The question asks us to find the integral $\int_{C}xds$, where C is two different curves.
For part a, curve $C$ is a straight line segment given by $x=t$ and $y=\frac{t}{2}$ from $(0,0)$ to $(4,2)$.
Thus, the parametrization of $C$ is $r(t)=ti+\frac{t}{2}j$.
We then must find $|v(t)|$, which is the derivative of r above.
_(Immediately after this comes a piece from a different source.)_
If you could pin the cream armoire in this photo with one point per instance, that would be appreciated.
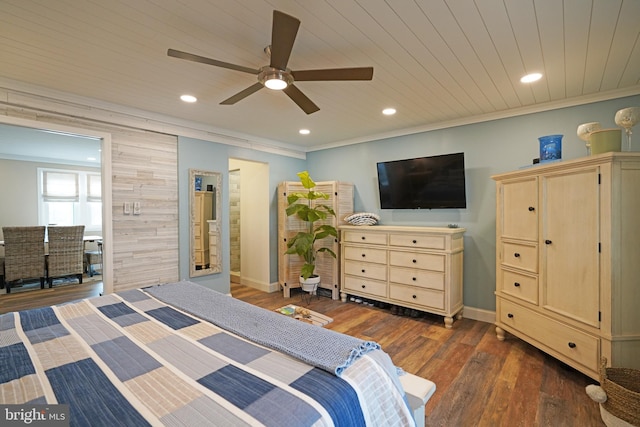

$|v(t)|=|1i+\frac{1}{2}|=\frac{\sqrt{5}}{2}$
Thus, combining everything:
$\int_{C}xds=\int_{0}^{4}{t \cdot \frac{\sqrt{5}}{2}}dt=4\sqrt5$
For part b, a similar approach is taken for the new curve given:
$(x,y)=(t,t^2)$ from $(0,0)$ to $(2,4)$
$f(x,y)=x$
$|v(t)|=\sqrt{(1)^2+(2t)^2}=\sqrt{4t^2+1}$
Combining all that together:
$\int_C x ds= \int_{0}^{2}t\sqrt{4t^2+1}dt=\frac{1}{12}(17\sqrt{17}-1)$
Where we used u-substitution ($u=4t^2+1$) to integrate.